- Genre: Horror
- Country of origin: United States
- Original language: English
- No. of seasons: 1
- No. of episodes: 12

Production
- Running time: 30 minutes
- Production company: Talent Associates

Original release
- Network: NBC
- Release: July 6 – September 21, 1961

= Great Ghost Tales =

American horror TV horror series (1961)

Great Ghost Tales is an American horror television series that aired live from July 6 until September 21, 1961. The program was the summer replacement for The Ford Show.

==Premise==
An anthology of scary stories.
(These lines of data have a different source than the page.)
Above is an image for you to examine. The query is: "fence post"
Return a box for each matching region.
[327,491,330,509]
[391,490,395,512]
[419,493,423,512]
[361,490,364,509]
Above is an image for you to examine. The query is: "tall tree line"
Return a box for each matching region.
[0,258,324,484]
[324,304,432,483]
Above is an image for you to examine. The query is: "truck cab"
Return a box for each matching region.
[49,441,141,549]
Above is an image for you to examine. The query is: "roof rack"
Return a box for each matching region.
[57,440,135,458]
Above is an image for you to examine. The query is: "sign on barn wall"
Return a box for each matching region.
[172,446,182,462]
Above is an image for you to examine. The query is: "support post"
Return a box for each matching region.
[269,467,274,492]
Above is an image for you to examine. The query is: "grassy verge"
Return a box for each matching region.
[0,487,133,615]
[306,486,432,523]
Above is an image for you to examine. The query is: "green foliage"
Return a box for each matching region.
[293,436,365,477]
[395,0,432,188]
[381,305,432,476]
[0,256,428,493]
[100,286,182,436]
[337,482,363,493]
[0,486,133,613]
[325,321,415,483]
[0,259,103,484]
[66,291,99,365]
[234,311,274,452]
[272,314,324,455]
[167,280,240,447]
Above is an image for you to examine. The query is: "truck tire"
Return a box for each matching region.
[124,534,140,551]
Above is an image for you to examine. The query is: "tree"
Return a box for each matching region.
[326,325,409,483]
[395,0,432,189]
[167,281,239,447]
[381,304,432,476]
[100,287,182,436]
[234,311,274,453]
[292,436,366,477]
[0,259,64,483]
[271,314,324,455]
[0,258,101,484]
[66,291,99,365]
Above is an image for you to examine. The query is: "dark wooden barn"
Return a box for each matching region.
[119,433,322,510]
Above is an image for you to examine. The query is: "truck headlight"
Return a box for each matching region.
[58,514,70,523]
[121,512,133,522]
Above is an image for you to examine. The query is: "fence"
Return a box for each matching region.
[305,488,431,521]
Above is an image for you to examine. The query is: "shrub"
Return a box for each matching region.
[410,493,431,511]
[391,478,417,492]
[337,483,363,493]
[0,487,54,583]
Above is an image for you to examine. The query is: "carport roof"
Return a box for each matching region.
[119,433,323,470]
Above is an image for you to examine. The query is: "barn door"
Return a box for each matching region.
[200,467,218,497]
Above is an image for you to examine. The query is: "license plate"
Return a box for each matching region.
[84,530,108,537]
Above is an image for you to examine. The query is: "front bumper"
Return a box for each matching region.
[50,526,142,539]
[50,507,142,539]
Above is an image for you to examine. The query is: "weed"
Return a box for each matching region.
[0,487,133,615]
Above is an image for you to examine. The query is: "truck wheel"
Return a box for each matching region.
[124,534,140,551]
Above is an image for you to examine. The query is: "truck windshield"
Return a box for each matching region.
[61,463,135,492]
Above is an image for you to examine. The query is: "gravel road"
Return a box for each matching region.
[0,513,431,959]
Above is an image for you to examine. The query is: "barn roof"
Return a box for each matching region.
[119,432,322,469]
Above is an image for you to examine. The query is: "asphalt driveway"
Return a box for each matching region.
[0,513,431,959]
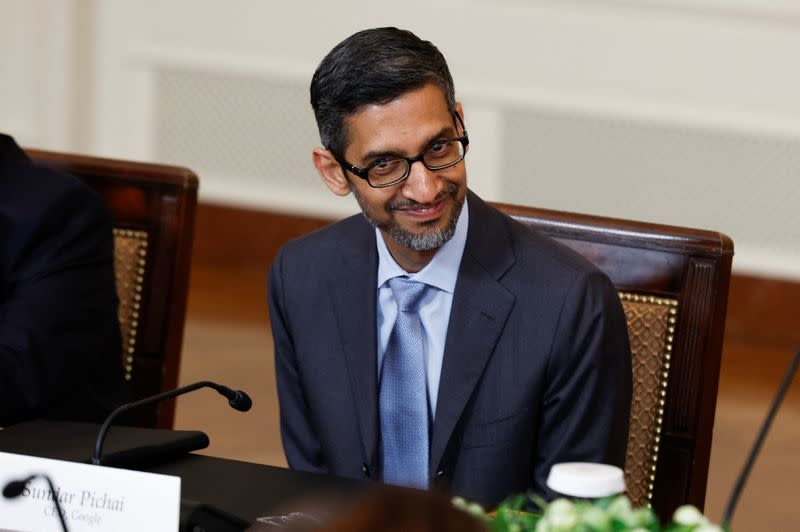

Authors whose works were presented included William Fryer Harvey.

==Cast==
Actors featured in the series included Judith Evelyn, Richard Thomas, Robert Duvall, Joanne Linville, Laurie Main, Lee Grant, Arthur Hill, Lois Nettleton, Salome Jens, Ruth White, Mildred Dunnock, R. G. Armstrong, Janet Ward, Edmon Ryan, David J. Stewart, Collin Wilcox, James Broderick, Vincent Gardenia, Virginia Leith, Herbert Voland, John Abbott Blanche Yurka, Clifford David, Ann Williams, Eric Berry, William Redfield, Diana Van Der Vlis, Walter Matthau, and Kevin McCarthy.

==Episodes==

| No. | Title | Directed by | Written by | Original release date |
| 1 | "William Wilson" | Daniel Petrie | James Lee | July 6, 1961 |
The lookalike of a drifter keeps following him everywhere. (Based on the short story by Edgar Allan Poe.)
| 2 | "Lucy" | Allen Reisner | Joel Davenport | July 13, 1961 |
Lucy gets her wish when she wishes that the director of her play would die.
| 3 | "The Monkey's Paw" | Karl Genus | Audrey Maas | July 20, 1961 |
The holder of a monkey's paw gets three wishes. (Based on the short story by W. W. Jacobs.)
| 4 | "Bye Bye Baby" | Unknown | Elliott Baker | July 27, 1961 |
A hypnotist promises Ralph that he will be a young man again if he follows his instructions.
| 5 | "August Heat" | Ron Winston | Robert Thom | August 3, 1961 |
An artist keeps sketching a face he sees in his imagination. (Based on the short story by William Fryer Harvey.)
| 6 | "Summer Rental" | William A. Graham | Nicholas Pryor | August 10, 1961 |
A villainous couple, who have recently committed a murder rent out a cottage in Devon, however strange happenings begin to occur.
| 7 | "Mr. Arcularis" | Karl Genus | Audrey Maas | August 17, 1961 |
Mr. Arcularis has nightmares about a coffin on a cruise ship. (Based on the short story by Conrad Aiken; Aiken had also adapted the story in dramatic form, though whether the teleplay is based on his play is not certain.)
| 8 | "Sredni Vashtar" | Ronald Winston | Irving Gaynor Neiman | August 24, 1961 |
A young boy uses his strange pet to get revenge on his overprotective guardians. (Based on the short story by "Saki", the pseudonym of H. H. Munro.)
| 9 | "A Phantom of Delight" | Seymour Robbie | Douglas Taylor | August 31, 1961 |
Danny Walton feels compelled to follow the sound of a young girl singing.
| 10 | "Room 13" | Lewis Freedman | Philip H. Reisman Jr. | September 7, 1961 |
A theological researcher rents a room where a 12th-century bishop made a pact with the devil. (Based on the short story "Number 13" by M. R. James.)
| 11 | "The Wendigo" | Lewis Freedman | Gordon Russell | September 14, 1961 |
Canadian hunters track a legendary monster. (Based on the novella by Algernon Blackwood.)
| 12 | "Who's the Fairest One of All" | Unknown | Unknown | September 21, 1961 |
A young schoolteacher looks into an antique mirror, but the reflection it throws back is a different version of herself.

==Production==
The series was broadcast in color, with each episode produced live in New York. It was on Thursday nights from 9:30 to 10 p.m. Eastern Time. Directors included Daniel Petrie. Writers included James Lee. Talent Associates — Paramount Limited produced the series, and Ford sponsored it. It was replaced by Hazel.

==Reception==
A review of the premiere episode in The New York Times called the episode "an encouraging send-off for the new venture." The review complimented the presentation and the "skill and sensitivity" of the actors.